A return to old is on the cards for smartphones with the EU set to bring in a raft of changes that will overall the design of most models being sold today.

Key is a return to removable batteries with 2027 deadline for easily replaceable batteries just one of the many changes. However, there is another piece of legislation currently working its way through the EU’s lawmaking process called the Eco-design for Smartphones and Tablets.

It contains similar rules about making smartphone batteries easier to replace and is expected to come into effect earlier in June or July 2025.

European brands such as Nokia have already launched ‘self-repairable’ smartphones with some tipping a big market emerging for third party batteries.

According to Cristina Ganapini, coordinator of Right to Repair Europe the draft version of the eco-design regulation on the EU’s website, batteries should be replaceable “with no tool, a tool or set of tools that is supplied with the product or spare part, or basic tools.”

The question is whether these tools have to be supplied by the brand manufacturing the smartphone or third parties.

It also says that spare parts should be available for up to seven years after a phone’s release, and, perhaps most importantly, “the process for replacement shall be able to be carried out by a layman.”

The legislation is currently being scrutinized by the European Parliament and Council, and Ganapini expects it to pass into law in September this year, with its smartphone battery replaceability requirements coming into effect a year and a half later.

The Verge claims that despite the overlap between the two pieces of legislation, the battery regulation voted on by the European Parliament this month is still important.

That’s because the battery regulation is more stringent than the eco-design regulation in a keyway: it doesn’t offer a loophole that would allow smartphone manufacturers to avoid having to make their batteries easy to replace if they’re able to make them long-lasting instead. Specifically, they’ll need to maintain 83 percent of their capacity after 500 cycles and 80 percent after 1000 cycles to qualify.

Such devices would also have to be “dust tight and protected against immersion in water up to one meter depth for a minimum of 30 minutes,” according to the eco-design rules — capabilities often achieved with glue.

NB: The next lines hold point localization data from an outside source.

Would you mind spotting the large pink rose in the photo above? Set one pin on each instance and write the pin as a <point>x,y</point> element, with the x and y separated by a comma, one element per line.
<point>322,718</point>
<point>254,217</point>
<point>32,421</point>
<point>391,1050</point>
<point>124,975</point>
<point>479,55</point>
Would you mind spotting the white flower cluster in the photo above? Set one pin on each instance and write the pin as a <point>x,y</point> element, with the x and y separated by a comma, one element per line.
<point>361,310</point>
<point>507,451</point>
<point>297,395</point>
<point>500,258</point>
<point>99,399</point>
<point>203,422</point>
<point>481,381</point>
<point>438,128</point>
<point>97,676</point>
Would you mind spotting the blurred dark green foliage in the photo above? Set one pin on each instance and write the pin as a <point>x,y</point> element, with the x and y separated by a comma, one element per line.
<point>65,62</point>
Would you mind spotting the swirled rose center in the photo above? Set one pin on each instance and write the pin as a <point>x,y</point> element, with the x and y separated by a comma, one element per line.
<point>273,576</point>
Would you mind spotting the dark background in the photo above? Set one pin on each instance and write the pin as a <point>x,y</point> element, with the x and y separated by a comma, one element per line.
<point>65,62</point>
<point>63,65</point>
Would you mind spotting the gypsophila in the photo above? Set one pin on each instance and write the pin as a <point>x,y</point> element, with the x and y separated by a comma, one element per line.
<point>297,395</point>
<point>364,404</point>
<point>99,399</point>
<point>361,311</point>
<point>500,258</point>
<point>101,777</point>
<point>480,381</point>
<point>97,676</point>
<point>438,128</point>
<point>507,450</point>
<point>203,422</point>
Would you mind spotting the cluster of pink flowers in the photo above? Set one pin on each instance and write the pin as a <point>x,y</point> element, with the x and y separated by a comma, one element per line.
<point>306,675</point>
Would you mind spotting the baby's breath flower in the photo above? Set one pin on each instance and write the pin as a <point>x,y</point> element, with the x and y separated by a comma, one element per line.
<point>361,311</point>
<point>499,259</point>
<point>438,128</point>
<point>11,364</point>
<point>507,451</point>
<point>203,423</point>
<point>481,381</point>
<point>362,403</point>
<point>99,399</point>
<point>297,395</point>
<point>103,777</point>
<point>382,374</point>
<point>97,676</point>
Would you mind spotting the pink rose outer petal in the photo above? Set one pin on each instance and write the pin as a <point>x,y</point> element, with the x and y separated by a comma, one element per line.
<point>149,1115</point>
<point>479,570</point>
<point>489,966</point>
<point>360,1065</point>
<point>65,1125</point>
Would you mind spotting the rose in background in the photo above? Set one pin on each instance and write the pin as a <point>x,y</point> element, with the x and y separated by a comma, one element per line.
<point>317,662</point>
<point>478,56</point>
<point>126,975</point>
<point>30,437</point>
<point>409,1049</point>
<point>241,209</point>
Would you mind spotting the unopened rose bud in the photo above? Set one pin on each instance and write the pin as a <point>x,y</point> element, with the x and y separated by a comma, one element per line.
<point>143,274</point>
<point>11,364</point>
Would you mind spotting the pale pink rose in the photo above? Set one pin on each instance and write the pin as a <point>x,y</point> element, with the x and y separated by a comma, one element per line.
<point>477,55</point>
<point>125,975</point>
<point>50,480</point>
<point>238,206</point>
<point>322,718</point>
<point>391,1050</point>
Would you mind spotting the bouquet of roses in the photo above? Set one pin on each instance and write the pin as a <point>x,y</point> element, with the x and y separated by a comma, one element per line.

“We would rather have seen longevity requirements alongside repairability requirements rather than leaving the trade-off to manufacturers,” says iFixit’s repair policy engineer Thomas Opsomer. “That said, 83 percent capacity after 500 cycles and 80 percent capacity after 1000 cycles is a fairly ambitious requirement; it would probably translate to at least five years of use.”

“A portable battery should be considered to be removable by the end-user when it can be removed with the use of commercially available tools.”

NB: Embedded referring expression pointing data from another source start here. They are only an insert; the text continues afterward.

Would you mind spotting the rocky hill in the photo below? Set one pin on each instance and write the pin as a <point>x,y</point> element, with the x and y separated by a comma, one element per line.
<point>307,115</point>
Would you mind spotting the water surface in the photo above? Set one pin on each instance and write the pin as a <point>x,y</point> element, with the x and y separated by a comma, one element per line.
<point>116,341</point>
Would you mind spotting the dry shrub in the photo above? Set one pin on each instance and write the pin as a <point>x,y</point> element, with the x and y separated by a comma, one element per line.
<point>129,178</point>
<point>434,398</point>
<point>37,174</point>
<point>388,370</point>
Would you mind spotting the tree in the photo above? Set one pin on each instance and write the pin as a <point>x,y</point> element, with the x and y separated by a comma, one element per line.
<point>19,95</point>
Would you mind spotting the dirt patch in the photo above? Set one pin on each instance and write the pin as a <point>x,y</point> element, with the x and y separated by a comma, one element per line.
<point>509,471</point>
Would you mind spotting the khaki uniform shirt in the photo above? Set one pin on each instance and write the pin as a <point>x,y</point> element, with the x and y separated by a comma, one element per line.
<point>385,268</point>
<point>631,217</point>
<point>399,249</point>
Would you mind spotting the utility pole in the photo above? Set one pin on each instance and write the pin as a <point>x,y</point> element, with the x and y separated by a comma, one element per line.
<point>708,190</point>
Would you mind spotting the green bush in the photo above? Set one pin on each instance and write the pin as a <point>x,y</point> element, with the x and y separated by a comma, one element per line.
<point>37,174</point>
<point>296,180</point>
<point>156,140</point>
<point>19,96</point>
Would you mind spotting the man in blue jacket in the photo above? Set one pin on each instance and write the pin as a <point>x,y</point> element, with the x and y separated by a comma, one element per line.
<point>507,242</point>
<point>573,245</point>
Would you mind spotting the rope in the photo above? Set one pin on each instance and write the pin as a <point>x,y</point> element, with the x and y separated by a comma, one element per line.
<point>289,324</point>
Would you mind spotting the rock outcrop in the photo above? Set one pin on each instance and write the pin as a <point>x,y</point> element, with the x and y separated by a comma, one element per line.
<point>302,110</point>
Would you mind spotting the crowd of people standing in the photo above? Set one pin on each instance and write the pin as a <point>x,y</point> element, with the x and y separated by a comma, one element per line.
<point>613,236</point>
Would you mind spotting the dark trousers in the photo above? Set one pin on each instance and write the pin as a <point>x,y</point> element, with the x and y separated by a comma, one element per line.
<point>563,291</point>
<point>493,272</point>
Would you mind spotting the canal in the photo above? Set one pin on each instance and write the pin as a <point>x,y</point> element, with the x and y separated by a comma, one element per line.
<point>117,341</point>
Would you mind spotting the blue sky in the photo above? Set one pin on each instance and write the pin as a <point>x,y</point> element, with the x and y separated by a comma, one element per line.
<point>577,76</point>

It’s unclear exactly how many manufacturers’ smartphone batteries may meet the requirements for this longevity loophole.

A visit to the Apple support page claims that a “normal battery” typically retains up to 80 percent of its original capacity after 500 complete charge cycles.

Other manufacturers may already be providing batteries that are this long-lasting including the likes of Samsung and Motorola.

iFixit’s is pushing for lawmakers to count a device as user-repairable under the battery regulation if it can be repaired using “basic tools.”

Included in this category are common screwdriver styles like flat-head, Phillips, and Torx, though management admits it’s likely to include some niche implements like iFixit’s opening picks.

Another potential point of contention is how user-replaceable batteries could coexist with waterproofing. The battery regulation contains an exemption for devices “that are specifically designed to be used, for the majority of the active service of the appliance, in an environment that is regularly subject to splashing water, water streams or water immersion.”

Opponents of such rules often bring up waterproofing as a feature that could suffer if a device is designed to be easily opened.